While some government departments are still debating their views about social media, there are others who have a strong government social media presence. Some key examples from the past, the Australian Federal Government’s Department of Human Services received complaints from the public who were upset with the process of claiming social security payments. In response to this, the department launched the Facebook page Family Update to provide further assistance to families who rely on Child Support payments, Centrelink and Medicare.
There has also been the implementation of social media channels through the Australian local government. For example, Connecting with Communities research found Brisbane City Council created history when they used social media during the Brisbane floods in the summer of 2010/11. In an effort to share vital information and engage with residents and businesses that needed to evacuate, the use of social media connected residents with life-saving information.
Government social media channels shouldn’t be ignored, especially as a tool to build trust. Without the audience’s trust, your message will never be heard.
THE NEED FOR A CULTURAL SHIFT
A stiffness resides in government where traditional media is deep-rooted in public relations. With changing times, there needs to be a balance of traditional media and digital communications and some departments have adapted to the shift. As reflected in the WPP Leaders Report; communications departments that are investing in digital comms are reducing their funding in traditional outlets.

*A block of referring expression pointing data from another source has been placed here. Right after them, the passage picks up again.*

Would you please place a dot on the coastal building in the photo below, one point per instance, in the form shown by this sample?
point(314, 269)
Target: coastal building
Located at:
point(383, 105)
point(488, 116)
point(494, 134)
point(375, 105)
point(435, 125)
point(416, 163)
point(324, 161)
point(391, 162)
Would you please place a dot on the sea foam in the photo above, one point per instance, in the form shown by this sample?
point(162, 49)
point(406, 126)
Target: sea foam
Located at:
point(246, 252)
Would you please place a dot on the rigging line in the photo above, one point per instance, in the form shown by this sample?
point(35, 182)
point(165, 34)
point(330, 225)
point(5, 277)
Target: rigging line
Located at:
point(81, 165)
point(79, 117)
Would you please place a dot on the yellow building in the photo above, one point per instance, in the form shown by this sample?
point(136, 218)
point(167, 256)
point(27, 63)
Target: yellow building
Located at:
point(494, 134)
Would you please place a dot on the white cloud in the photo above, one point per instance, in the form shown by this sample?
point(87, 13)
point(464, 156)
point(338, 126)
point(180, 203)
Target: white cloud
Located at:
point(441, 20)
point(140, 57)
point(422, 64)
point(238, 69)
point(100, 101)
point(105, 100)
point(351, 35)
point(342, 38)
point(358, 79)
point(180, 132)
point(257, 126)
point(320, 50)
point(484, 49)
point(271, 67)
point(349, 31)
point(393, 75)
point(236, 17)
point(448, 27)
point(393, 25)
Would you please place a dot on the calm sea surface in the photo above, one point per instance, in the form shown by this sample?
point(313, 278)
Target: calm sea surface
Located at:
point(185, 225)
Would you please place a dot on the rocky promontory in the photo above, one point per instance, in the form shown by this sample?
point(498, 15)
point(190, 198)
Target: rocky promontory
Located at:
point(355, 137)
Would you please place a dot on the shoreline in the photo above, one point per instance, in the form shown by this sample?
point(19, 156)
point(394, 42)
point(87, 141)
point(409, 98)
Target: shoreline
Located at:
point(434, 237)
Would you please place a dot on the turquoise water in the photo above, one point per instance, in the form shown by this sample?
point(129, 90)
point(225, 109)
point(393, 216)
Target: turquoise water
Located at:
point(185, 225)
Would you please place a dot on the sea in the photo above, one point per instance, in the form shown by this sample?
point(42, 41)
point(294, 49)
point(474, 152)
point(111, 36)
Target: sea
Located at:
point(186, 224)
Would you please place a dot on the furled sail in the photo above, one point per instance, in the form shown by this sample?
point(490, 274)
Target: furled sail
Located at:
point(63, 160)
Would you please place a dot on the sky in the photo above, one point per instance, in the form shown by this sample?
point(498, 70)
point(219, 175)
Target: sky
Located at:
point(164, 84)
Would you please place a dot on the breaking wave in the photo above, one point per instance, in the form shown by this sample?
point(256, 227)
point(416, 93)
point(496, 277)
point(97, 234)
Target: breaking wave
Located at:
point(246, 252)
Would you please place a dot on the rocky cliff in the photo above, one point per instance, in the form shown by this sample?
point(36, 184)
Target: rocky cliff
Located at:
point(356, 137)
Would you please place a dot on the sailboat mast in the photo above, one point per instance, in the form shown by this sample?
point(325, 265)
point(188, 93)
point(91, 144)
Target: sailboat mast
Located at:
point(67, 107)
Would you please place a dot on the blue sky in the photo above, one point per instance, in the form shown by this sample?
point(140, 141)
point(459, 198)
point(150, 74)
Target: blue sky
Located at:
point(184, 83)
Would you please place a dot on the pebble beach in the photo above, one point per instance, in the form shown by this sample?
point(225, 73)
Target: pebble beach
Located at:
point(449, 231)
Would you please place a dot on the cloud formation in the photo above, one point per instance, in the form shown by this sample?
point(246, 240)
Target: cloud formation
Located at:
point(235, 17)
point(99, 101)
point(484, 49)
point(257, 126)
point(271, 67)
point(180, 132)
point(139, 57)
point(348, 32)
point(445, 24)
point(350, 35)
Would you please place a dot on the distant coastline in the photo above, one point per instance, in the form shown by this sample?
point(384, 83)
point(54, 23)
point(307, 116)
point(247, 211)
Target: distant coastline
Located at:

In the private sector, many large businesses and big brands use social media as an effective way to solve problems in real-time, monitor sentiment, manage brand reputation and increase loyalty.
There is a need for the government to be courageous and embrace social media like many global businesses do, for example, to respond to customers’ complaints immediately or seek their opinion, giving them the opportunity to resolve the issue and mitigate damage to their brand.
THE RISKS FOR GOVERNMENT
We understand there are inherent risks for government social media, including (but not limited to):
- Liability from Third-Party Content;
- Freedom of Information Act Requests and Public Records Compliance; and
- No centralised control of the outgoing message.
However, it is time for governments to learn to adapt and embrace social media if they wish to productively communicate with their communities.
Social media should be treated as an opportunity, not a threat, for the government to effectively engage with its citizens and help society progress.
Dan Pfeiffer, the Senior Advisor to former President of the United States Barak Obama, said “anything that breaks down barriers and brings the public and politicians closer together is a good thing.”
Social media allows engagement with the public simple yet powerful, provides a useful tool to build audience trust and gives useful insights on public sentiment to help inform government decisions and public policy.
What’s your favourite government social media page?